Denim Is the Fashion World’s Funnest Flex Right Now. Here’s How to Wear the Latest Styles.
Jeans will never not fascinate. Giorgio Armani once said they “represent democracy in fashion,” while Yves Saint Laurent, the world’s greatest couturier, famously declared they were the one thing he wished he’d invented: “They have expression, modesty, sex appeal, simplicity—all I hope for in my clothes.”

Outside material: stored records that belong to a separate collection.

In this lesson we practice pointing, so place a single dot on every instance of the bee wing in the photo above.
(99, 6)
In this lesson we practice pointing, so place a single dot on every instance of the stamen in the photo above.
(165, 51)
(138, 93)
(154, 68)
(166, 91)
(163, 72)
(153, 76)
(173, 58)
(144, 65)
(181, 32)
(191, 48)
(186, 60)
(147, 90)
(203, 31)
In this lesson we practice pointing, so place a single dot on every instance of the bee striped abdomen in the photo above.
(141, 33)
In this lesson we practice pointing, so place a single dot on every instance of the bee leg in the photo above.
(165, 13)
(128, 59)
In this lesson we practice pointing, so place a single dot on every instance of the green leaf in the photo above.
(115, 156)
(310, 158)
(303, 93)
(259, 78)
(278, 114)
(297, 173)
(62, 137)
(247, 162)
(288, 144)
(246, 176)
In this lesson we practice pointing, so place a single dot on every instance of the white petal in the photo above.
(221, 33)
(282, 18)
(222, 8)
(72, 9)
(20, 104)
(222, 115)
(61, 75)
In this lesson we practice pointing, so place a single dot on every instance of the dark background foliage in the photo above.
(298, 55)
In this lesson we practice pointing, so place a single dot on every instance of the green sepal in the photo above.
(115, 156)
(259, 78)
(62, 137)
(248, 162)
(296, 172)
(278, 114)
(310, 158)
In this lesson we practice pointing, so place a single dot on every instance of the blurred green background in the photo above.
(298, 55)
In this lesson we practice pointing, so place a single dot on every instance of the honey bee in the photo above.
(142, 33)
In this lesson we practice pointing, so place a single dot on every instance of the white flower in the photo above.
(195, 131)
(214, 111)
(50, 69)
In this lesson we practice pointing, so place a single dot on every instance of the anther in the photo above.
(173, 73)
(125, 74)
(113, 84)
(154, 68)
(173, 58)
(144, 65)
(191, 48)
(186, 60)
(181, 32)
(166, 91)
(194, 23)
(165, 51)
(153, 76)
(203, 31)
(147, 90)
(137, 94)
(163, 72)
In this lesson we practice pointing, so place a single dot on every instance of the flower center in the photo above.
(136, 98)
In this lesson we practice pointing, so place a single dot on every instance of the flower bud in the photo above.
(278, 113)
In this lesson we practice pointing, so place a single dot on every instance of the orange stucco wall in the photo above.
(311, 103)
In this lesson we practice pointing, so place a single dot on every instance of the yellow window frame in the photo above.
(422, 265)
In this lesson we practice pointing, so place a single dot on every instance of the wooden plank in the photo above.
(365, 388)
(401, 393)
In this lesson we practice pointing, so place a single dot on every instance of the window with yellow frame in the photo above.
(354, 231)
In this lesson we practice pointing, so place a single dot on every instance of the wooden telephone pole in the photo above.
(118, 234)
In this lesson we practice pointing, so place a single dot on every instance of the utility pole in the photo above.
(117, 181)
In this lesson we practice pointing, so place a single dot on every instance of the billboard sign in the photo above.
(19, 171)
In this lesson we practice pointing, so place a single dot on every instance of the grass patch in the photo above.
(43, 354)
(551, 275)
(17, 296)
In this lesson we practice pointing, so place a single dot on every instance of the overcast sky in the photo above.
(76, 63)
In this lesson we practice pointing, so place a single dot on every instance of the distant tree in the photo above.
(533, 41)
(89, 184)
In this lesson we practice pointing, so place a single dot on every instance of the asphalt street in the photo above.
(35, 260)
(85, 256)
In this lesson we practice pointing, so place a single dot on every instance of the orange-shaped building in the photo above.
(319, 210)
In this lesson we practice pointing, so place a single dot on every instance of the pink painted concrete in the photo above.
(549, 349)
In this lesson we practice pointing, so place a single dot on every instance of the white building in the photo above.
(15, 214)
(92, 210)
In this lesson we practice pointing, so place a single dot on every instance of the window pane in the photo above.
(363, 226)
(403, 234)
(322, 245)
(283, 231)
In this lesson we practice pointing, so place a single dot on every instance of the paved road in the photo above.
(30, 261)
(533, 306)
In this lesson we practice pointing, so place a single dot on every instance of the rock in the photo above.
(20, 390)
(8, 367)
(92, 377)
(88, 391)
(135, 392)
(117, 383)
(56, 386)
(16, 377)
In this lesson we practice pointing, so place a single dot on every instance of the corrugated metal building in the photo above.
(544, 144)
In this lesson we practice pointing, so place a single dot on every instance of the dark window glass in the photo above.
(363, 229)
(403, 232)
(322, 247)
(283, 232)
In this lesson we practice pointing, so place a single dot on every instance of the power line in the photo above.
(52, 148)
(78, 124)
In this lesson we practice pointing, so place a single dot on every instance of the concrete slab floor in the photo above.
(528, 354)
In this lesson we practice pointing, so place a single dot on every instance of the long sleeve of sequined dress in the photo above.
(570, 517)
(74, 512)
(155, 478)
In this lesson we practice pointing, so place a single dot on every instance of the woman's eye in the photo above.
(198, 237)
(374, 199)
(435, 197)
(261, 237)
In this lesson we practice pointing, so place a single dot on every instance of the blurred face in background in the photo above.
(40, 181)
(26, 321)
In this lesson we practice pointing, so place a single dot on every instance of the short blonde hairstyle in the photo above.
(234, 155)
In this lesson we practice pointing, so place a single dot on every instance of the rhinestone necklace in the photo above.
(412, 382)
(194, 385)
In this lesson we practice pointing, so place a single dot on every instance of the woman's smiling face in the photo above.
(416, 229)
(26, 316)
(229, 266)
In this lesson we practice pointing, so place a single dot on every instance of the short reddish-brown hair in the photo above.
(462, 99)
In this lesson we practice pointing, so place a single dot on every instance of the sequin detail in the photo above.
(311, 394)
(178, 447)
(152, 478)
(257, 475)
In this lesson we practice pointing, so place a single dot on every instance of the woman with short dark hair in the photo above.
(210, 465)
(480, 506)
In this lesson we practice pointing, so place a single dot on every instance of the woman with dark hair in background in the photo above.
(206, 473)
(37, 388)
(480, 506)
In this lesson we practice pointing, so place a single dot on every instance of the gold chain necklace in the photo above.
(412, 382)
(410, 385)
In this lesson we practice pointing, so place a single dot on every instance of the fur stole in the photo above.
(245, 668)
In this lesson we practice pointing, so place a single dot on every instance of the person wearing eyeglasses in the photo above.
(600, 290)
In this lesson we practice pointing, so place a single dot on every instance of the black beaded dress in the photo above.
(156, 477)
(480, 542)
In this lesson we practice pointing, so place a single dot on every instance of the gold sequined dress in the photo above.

Sure, but how to wear them now? The downside of denim’s Zelig-like versatility is that it’s invariably the first thing to fall victim to fashion’s newest trend obsessions. Are we meant to be revisiting the ’80s stonewashed era, the oversize, hem-dragging ’90s, or the bootcut aughts—or, wait, is that actually more of a flower-power bell-bottom vibe? The answer is yes, and more besides. But forget all that: The good news is that, for spring, top designers have turned out a staggering amount of covetable denim options with, crucially, strong points of view on how to incorporate them into our ever-shifting wardrobes. To wit: Stòffa’s relaxed trousers made from upcycled cotton by a small family-run mill in Guatemala; Brunello Cucinelli’s superlative Western shirts infused with a hint of Yellowstone swagger; and an unexpectedly dapper, leather-trimmed mandarin-collar jacket from Loro Piana. Massimo Alba toyed with the material’s workwear roots via a lightweight carpenter-style pant (see right) and, for the daring, Prada presented funky-cool jean blazers.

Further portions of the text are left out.